Saturday, November 18, 2017

Teaching Dinosaurs to dance digitally - Part 2

Part 1 of this article was about why PDF India is not #DigitalIndia and some thoughts on access to public data and data submission. 

Now that the rant is over, let me document some of the woes that I came face to face in accessing public data.

A couple of years back, I was consulted by a friend once on having to extract select data fields from hundreds of PDFs from SEBI website, for research work. It involved the extraction of fields such as Offer Price, Negotiated price etc (well, whatever their finance lingo), from Letter of Offer documents submitted by merger/takeover companies to SEBI, over 15 years. Putting together a strategy using open-source/free tools and an eye to automate most of the tedious tasks to the maximum and maintain accuracy, a sequence of steps was devised for automated extraction. In some stages, semi-automated. Some steps required human eye reviews from time to time, about whether the automation ghost, that eerily moved the mouse pointer at midnight, is working properly or is being interrupted by the invalid data ghost.

Here are some of the concerns I came across. 

The SEBI page of Letter of Offer for Takeovers, was treated as the starting point for collection of data fields related to Final Letters of Offer. 
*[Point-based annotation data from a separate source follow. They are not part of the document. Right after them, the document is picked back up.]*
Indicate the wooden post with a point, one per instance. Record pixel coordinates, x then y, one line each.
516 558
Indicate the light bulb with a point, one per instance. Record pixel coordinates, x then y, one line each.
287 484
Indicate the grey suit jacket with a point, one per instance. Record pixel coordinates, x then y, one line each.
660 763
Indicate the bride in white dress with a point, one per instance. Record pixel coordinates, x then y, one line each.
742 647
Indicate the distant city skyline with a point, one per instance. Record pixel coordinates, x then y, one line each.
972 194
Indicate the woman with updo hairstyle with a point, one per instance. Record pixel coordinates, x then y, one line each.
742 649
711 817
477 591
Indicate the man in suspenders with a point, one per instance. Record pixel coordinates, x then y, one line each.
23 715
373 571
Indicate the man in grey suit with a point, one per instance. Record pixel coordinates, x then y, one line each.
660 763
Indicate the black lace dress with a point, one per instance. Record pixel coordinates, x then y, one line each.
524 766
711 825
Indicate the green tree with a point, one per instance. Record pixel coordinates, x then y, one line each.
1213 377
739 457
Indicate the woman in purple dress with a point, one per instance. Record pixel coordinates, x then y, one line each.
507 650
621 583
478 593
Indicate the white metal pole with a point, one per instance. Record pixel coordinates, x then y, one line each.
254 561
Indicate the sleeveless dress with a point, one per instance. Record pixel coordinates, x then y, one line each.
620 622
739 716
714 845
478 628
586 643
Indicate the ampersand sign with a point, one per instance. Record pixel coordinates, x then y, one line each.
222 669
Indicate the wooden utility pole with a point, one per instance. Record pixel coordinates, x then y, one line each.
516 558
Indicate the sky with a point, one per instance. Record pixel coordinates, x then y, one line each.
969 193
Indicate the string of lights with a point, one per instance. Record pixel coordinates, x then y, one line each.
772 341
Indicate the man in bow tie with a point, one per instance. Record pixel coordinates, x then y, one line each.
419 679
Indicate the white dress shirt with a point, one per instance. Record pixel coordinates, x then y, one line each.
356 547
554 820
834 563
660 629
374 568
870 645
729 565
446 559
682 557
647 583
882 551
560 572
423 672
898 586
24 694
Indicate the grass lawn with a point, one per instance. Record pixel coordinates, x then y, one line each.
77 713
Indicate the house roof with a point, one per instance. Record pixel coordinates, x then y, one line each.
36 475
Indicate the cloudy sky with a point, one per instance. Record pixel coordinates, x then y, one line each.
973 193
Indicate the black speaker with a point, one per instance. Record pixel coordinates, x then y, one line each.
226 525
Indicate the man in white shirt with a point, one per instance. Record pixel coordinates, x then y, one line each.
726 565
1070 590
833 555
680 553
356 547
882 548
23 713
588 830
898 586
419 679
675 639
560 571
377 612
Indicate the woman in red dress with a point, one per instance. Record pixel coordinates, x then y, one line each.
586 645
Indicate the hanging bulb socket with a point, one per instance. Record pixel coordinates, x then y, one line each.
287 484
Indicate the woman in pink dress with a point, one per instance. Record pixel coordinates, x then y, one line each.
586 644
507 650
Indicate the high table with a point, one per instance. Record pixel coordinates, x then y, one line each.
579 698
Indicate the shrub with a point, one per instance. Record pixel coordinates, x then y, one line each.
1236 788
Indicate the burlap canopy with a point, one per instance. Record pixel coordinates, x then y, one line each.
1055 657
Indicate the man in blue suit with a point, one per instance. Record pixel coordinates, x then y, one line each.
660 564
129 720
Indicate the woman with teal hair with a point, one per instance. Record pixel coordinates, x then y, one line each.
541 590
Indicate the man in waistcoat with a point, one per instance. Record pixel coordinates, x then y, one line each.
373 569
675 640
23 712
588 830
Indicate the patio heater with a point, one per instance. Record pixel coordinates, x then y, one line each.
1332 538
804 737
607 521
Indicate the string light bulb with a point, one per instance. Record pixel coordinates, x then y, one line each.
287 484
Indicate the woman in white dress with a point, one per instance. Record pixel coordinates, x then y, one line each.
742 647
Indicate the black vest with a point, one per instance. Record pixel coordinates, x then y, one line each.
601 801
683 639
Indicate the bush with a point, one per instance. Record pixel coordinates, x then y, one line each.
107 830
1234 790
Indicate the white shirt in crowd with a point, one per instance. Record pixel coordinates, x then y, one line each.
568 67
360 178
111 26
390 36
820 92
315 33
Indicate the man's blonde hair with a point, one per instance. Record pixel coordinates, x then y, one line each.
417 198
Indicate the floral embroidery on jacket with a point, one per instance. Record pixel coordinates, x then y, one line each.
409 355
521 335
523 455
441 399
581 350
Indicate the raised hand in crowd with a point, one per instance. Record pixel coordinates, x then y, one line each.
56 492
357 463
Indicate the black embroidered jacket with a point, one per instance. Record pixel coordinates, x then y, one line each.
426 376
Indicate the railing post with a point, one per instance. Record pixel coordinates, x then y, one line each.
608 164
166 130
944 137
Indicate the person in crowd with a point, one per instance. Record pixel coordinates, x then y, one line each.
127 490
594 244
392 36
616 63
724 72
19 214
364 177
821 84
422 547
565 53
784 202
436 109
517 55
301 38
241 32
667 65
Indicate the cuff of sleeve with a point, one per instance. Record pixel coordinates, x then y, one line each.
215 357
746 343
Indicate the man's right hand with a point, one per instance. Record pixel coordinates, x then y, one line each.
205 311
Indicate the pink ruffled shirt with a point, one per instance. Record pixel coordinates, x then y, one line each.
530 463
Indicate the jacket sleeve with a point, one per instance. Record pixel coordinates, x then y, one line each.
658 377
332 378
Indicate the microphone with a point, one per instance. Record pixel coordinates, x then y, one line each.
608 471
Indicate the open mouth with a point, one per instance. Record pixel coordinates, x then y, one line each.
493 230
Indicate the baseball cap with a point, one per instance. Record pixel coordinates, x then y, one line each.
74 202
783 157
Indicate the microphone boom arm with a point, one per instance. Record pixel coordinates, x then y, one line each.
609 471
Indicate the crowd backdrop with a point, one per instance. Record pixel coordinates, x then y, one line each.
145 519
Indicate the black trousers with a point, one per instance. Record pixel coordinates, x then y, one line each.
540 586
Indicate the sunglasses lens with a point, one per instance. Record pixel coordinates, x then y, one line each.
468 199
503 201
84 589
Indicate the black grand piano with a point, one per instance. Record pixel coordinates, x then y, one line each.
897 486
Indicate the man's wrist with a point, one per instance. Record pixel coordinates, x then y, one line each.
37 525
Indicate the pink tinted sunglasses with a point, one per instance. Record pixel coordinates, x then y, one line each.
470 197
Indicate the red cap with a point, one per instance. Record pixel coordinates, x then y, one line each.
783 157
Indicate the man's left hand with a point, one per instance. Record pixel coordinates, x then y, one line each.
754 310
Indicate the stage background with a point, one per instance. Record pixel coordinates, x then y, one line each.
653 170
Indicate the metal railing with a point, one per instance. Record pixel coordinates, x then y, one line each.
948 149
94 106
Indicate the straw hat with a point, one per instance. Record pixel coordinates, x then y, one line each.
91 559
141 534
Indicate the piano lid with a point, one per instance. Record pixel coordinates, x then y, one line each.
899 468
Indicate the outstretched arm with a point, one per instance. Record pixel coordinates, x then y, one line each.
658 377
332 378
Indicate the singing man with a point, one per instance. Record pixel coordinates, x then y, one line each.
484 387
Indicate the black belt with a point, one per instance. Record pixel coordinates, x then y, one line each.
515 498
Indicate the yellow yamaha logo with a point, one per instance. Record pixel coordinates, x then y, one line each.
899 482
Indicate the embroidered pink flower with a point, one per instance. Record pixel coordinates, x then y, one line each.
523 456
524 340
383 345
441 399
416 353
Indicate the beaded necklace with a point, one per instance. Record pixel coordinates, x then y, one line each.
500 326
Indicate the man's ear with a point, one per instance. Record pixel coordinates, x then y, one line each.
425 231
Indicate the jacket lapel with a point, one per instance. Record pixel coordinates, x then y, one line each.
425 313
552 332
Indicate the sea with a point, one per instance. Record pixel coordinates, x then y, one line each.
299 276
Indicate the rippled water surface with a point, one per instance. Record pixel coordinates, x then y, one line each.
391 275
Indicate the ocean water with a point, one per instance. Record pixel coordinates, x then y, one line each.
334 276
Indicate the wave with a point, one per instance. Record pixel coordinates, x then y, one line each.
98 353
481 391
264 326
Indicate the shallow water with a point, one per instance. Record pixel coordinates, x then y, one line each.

Original data collection by SEBI is not structured :

The fact that information was collected as PDF and not as structured data gives less scope for meaningful analysis of data. Ideally, the data should have been collected from the companies in more organized formats such as XML, Excel or CSV or by seeking information in a web form, as is the standard practice. This would have allowed the collection of raw data by SEBI in a database-friendly format. Since this was not to be, it led to a situation where the structured data have to be sought by sifting through PDF documents. For ages, we have been looking at standards like IFRS and XBRL from a distance, but nothing moved because SMEs complained of compliance cost.

No options to bulk download :

There were no options to bulk-download documents by querying for multiple companies based on search criteria. One had to traverse the pages a few links at a time to download the documents. This constraint was later overcome partially by a series of semi-automated steps using tools such as FlashGotTinyTask and the parsing of the pages for file paths.

Inconsistency and non-standard methods in the organising of PDF links in the SEBI website :

The formats in which the document links were organized varied between pre-2005 and post-2005 periods. Links to pre-2005 takeover documents, would lead to a direct download link of the Final Letter of Offer. The file name would be numeric, giving no idea about the company in question. Such as this.  On the other hand, post-2005 takover documents, would lead to another intermediary web page of links for the company (such as this), which in turn would lead to the PDF link. In the later years, the PDF file would be named more meaningfully such as LOF etc (which is a relief), but not consistently. This meant more manual downloading and filtering of necessary documents from unnecessary ones. Some HTML tags filtering using tools such as NotePad++, followed by exporting to a database, were used to partially overcome these constraints.

Unsuitability of PDF format for structured data :

The PDF format doesn't lend itself to efficient parsing to collect data. Moreover, the data fields required (such as Average price), were often presented in a table inside the document. This meant that the PDF documents needed to go through a series of steps before data could be culled out from them. Calibre software and the online service pdfonline.com were used in batch processing to convert PDFs to HTML web pages. The individual code lines from the web pages were exported to an SQL database and parsed for HTML tags to look for tables that contained the required fields.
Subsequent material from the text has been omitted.